Now, years later, I notice that I have been describing myself as a former monk to my two sons. It is my way of describing my former life in a monastery with a term out of their fantasy world of gaming. For them, a monk is someone with mystical powers. For me, that has been a mildly reliable description of how I have come to see my growth in the experience of insight and mindfulness.
I realize that I have a deep identification with the notion of being a monk. I have in recent years thought of myself as an urban monk, as one who lives and moves in a world of tangible, active humanity.

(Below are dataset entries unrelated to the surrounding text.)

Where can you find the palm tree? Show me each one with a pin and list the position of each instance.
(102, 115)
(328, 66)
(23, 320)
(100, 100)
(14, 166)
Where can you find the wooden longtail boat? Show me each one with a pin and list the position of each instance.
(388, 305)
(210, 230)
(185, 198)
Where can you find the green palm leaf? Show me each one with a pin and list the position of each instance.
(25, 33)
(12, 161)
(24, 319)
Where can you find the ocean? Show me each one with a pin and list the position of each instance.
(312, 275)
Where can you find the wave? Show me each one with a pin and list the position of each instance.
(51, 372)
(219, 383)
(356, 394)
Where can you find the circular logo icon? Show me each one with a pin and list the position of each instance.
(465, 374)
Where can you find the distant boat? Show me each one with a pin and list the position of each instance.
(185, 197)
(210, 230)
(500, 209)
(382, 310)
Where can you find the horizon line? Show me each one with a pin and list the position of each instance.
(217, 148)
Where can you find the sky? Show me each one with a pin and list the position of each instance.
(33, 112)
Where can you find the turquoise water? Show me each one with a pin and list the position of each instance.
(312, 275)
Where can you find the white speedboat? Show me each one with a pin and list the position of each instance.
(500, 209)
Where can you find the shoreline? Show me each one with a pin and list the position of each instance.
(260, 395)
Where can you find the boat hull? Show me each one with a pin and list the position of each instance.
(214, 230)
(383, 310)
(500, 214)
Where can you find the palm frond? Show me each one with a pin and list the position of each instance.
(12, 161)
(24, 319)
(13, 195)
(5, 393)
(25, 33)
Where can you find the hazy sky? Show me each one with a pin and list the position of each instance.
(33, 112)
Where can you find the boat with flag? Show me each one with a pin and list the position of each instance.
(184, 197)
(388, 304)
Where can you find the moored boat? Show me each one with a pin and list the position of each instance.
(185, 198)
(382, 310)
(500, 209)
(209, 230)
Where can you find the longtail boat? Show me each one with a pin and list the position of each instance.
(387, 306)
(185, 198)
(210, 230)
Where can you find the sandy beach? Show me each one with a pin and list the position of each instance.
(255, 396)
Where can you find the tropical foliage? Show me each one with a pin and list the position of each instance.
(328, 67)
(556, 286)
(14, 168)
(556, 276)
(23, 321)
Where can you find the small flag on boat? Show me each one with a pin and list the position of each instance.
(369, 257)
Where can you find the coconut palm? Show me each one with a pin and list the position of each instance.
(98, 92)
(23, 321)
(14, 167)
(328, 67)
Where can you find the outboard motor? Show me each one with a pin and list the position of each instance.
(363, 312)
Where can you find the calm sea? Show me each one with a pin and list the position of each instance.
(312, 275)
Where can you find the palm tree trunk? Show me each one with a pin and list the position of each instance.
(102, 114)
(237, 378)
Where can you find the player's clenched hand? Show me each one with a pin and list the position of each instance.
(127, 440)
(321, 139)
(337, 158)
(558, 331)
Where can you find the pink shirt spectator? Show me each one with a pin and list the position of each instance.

My monastery, my separation from the active world is my home, my garden and my mind. I am not at all barricaded in that monastic place. Instead, I invite friends, lovers, and even strangers to enter my place of retreat. It seems that my heart flows out constantly from that sacred arena of seclusion. I often return to my monastery for time to reflect, to read and to write.
I know and now understand that I am walking in footprints formerly set out by the Buddha and by a hundred generations of the Buddha’s followers. Some things feel very familiar, some things feel new. But I don’t at all regard myself as follower of the Buddha, even though the thoughts of the buddhist tradition often give rich meaning to my own experience. I am still a non-conforming monk, I suppose.
Instead, I consider that the living Buddha resides in my own heart, still guiding me in subtle ways. This has, unknown to me, always been this way. The arc of the Buddha’s presence has been long and often subtle, anchored as it is in the early days when I was first a monk.
I think that I have never left the life of a monk, even though it is now a form of life that is strictly interior. In some ways, however, it manifests itself even more today in the way I relate to people, plants and the planet. The connections I experience daily are what I consider to be the life of a dedicated monk.
I may not manifest myself in the robes of a monk any longer, but my heart is still that of the young monk who set out on this arc of living many decades ago. I continue to be the monk I believe I was destined to be.